In 1959 the branch published the first magazine to cater for scuba-divers interested in the latest technology, dives and musings of the day. It was called London Diver. In 1963 three members of the branch, Brian Hesketh, Mike Busuttilli and John Cottrell, then started the first independent diving magazine in the UK, called Diver. The BSAC national magazine was called Triton for many years before being merged with Diver in March 1978 to make it commercially viable. The magazine is still published today online as divernet.com

== Television, Film and Press ==
Branch members have been involved in a number of television shows, films and publicity:
- Rowena Kerr and Jim Phoenix demonstrated underwater propulsion for British Pathe in 1958. Rowena Kerr went on to star in the film Horizons Below.
- In 1960 members of the branch supported an American celebrity of the day in underwater endurance, Jane Baldasare, as she attempted to be the first to swim the English Channel underwater.
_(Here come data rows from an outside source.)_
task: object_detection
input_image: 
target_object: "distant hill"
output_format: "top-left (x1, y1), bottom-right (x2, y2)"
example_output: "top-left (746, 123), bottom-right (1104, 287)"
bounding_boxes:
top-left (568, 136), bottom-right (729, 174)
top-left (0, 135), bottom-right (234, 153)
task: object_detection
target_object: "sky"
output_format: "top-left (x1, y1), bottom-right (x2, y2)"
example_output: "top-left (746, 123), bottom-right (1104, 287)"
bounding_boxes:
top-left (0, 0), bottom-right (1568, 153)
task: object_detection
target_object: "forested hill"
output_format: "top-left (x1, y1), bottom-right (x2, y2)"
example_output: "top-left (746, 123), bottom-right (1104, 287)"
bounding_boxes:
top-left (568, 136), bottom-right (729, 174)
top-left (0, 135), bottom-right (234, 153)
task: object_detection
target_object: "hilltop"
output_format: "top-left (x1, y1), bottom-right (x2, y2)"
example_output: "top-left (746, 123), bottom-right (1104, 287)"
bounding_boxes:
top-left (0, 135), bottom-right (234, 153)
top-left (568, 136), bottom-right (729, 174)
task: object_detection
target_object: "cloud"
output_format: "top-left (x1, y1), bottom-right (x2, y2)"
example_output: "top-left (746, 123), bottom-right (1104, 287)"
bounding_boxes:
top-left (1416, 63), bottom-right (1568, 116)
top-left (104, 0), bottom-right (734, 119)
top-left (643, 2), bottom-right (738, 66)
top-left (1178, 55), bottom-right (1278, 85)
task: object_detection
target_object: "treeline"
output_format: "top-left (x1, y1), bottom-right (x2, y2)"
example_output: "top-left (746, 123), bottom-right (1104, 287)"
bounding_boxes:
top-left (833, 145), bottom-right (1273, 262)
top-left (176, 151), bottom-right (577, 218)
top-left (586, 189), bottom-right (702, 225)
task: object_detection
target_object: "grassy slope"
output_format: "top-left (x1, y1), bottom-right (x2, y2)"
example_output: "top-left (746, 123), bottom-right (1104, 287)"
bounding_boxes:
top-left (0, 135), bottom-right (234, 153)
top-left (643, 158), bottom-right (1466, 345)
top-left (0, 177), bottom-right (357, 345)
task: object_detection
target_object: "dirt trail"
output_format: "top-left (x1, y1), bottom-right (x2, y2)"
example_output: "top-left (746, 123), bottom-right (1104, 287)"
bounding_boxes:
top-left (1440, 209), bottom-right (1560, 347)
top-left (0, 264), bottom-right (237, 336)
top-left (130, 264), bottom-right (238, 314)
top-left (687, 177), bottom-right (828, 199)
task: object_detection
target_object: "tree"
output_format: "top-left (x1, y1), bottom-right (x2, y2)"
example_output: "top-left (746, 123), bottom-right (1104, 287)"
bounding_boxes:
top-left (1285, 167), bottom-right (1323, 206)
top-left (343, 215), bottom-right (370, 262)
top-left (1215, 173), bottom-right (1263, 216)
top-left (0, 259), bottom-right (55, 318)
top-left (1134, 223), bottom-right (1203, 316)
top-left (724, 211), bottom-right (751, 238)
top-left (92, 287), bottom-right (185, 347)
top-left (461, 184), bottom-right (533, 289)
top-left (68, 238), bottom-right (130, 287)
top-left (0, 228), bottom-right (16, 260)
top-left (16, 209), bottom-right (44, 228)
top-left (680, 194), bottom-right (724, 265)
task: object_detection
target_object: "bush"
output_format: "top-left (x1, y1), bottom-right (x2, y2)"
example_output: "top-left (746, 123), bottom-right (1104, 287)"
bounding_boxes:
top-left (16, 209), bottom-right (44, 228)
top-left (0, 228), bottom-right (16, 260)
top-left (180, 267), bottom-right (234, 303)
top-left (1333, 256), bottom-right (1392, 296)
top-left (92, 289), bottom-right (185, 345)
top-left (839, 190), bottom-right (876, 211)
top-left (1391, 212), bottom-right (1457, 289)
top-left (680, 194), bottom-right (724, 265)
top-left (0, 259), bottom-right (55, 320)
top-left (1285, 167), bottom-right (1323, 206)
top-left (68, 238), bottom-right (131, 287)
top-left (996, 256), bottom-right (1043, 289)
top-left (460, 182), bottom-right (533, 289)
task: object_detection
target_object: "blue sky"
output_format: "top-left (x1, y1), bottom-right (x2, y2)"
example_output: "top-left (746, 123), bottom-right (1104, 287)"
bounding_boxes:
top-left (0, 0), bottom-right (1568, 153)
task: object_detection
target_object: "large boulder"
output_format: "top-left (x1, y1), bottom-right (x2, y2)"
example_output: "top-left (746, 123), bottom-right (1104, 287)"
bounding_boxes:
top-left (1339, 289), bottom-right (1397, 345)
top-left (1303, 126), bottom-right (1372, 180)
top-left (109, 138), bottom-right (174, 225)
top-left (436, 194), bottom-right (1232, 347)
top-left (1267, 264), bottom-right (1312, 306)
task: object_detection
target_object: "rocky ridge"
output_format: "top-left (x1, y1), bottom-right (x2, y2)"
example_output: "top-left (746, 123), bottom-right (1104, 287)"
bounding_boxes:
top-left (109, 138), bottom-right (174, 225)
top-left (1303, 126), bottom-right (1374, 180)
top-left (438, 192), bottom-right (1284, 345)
Mike recalls her inexperience and unsuitability for the task; as the attempts were abandoned, he demonstrated that she was not out of air.
- In 1962 the branch demonstrated rescue techniques in and out of water at a conference to address death due to asphyxia and drowning, organised by the British Safety Council and the BSAC.
- In 1964 the branch gave a demonstration of diving at the televised opening ceremony of the Crystal Palace Sports Centre.
- Mike Brennan and Egil Woxholt were part of the 1965 James Bond film Thunderball.
- Gill Yates featured on both BBC and ITV demonstrating diving at the London Boatshow in 1965.
- Ed Goldwyn produced a number of underwater documentaries for London Weekend Television during 1968.
- The branch demonstrated underwater salvage techniques at the London Boatshow in 1970 for the BBC, ITV and the national newspapers.
- The branch marched on Westminster on 26 February 2013 alongside Fish Fight and the Marine Conservation Society in order to maintain the pressure to protect 127 marine conservation zones.
- The branch coordinated diving in various locations (Alaska, Shetlands and Norway) on the 60th northerly parallel on the summer solstice 21 June 2013 to raise awareness for our seas and how diving can be used as a therapy for injuries.
- Members of the branch supported BSAC headquarters in the handover of the national presidency from HRH Prince of Wales to HRH Duke of Cambridge on 9 July 2014, covered the BBC, other television channels and various national newspapers. This event also received coverage as far away as Australia.

== Awards ==
The branch has been awarded the Heinke Trophy for doing the most to further the interests of its members and the BSAC on three separate occasions: 1959, 1966 and 1978.

Branch members have won a number of awards:
- Ronald Burniston won the National Open Spearfishing Championships in Bournemouth in 1961 for catching the biggest edible fish without the aid of an aqualung.
- Dr John Betts won the Sir Robert Atkins Prize from the Institute of Sports Medicine (now the British Association of Sport and Exercise Medicine) in 1993 for his medical research into thermal protection by neoprene, hazards of diving during pregnancy and cold induced pulmonary oedema. Dr John Betts was also the first BSAC Medical Officer in the 1960s and set the standards for safe diving from a medical perspective.
- Lionel Blandford won the Jacques-Yves Cousteau Award in 1994 for his work with children. He founded the National Snorkellers Club in 1974 and through his efforts ensured 50,000 children were given the opportunity to explore life underwater.